Median-of-Means for Multivariate Distributions
May 18, 2023
\[\newcommand{\ov}[1]{\overline{#1}} \newcommand{\X}{\mathcal{X}} \DeclareMathOperator*{\argmin}{\text{argmin}} \newcommand{\rad}{\text{rad}} \renewcommand{\Re}{\mathbb{R}} \renewcommand{\leq}{\leqslant} \renewcommand{\geq}{\geqslant} \newcommand{\ind}{\mathbf{1}} \newcommand{\eps}{\epsilon} \renewcommand{\subset}{\subseteq} \renewcommand{\Pr}{\mathbb{P}} \newcommand{\bin}{\text{Bin}} \newcommand{\Var}{\mathbb{V}} \newcommand{\cP}{\mathcal{P}} \newcommand{\E}{\mathbb{E}} \newcommand{\hmu}{\widehat{\mu}} \newcommand{\mom}{\text{MoM}} \newcommand{\median}{\text{median}} \newcommand{\spn}{\text{span}} \newcommand{\norm}[1]{\|#1\|} \newcommand{\tr}{\text{tr}} \newcommand{\C}{\mathscr{C}} \newcommand{\la}{\langle} \newcommand{\ra}{\rangle}\]

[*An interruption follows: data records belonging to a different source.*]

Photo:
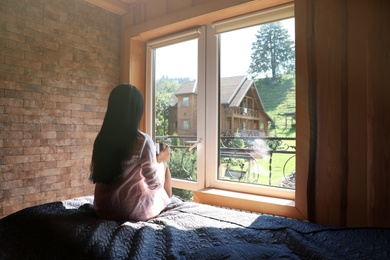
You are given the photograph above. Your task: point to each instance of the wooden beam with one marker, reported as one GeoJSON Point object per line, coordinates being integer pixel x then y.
{"type": "Point", "coordinates": [114, 6]}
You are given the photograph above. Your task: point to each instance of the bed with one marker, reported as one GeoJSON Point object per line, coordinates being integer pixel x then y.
{"type": "Point", "coordinates": [185, 230]}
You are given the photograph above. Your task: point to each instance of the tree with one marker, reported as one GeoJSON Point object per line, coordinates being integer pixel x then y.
{"type": "Point", "coordinates": [273, 51]}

- 1. Performance of sample mean
- 2. Coordinate-wise median
- 3. A new notion of median
- 4. Proof of sub-Gaussian performance
- 5. Computing the median
We’re back to median-of-means (MoM) estimators, but this time we’ll consider multivariate distributions. We’ll follow the recent(ish) paper of Lugosi and Mendelson which introduces a sub-Gaussian MoM estimator for high dimensions. Assume that \(X_1,\dots,X_n\) lie in \(\Re^d\) and are distributed according to some distribution \(P\) with mean \(\mu\) and covariance matrix \(\Sigma\). Before extending the univariate MoM estimator to this setting, we need to clarify what sub-Gaussian performance means in higher dimensions. To do so, we appeal (like we did for \(d=1\)) to the performance of the sample mean for light-tailed distributions. Throughout, we’ll use \(\norm{\cdot}\) to refer to the \(\ell_2\)-norm \(\norm{\cdot}_2\).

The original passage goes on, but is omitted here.